People in China didn’t use to drink a ton of milk. But the country has changed, increasing the amount of milk that’s drunk by 25-fold in the past 25 years and becoming the country with the fourth largest contribution to the global supply. Despite all that, it’s still one of the world’s most “milk-deficient countries,” according to a report from the U.N.’s Food and Agriculture Organization.

china milk supermarket

A photo taken on January 13, 2012, shows milk products on display at a supermarket in Chengdu, China. Despite a major scandal in 2008, China’s demand for milk is surging as people grow wealthier. Ed Jones/AFP/Getty Images

 

While producing more milk in China—avoiding any environmental costs associated with transport—might seem like a simple solution, that would actually come with a significant environmental cost. If China produced 75 percent of the milk it might need in 2050 within its own borders, the amount of land around the world needed to produce food for those animals would increase by about 30 percent, according to the study. Global greenhouse gas emissions would increase by about that proportion, too. (Frankly, though, the numbers aren’t much better if China imports all that milk, either.)

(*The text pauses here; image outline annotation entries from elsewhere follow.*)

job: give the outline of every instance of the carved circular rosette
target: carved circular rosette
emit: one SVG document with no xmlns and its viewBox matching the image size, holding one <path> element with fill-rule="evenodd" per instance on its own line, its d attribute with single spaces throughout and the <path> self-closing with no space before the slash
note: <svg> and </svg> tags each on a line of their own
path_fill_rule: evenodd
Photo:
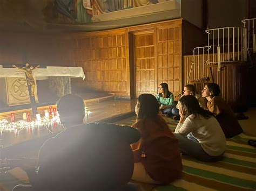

“These scenarios are unrealistic,” Gerard Velthof, a researcher at Wageningen Environmental Research, said. “If you want to limit the effects of increased dairy production on the environment and land use as much as possible, you will need to increase the efficiency of milk production in China to the level of world leaders like the Netherlands.” Improving the way the country manages grassland would be one possible step, Velthof suggested.

One of Velthof’s collaborators, Zhaohai Bai, put things a bit more starkly. “The consequences of sticking to a ‘business-as-usual’ scenario are unthinkable,” he stated.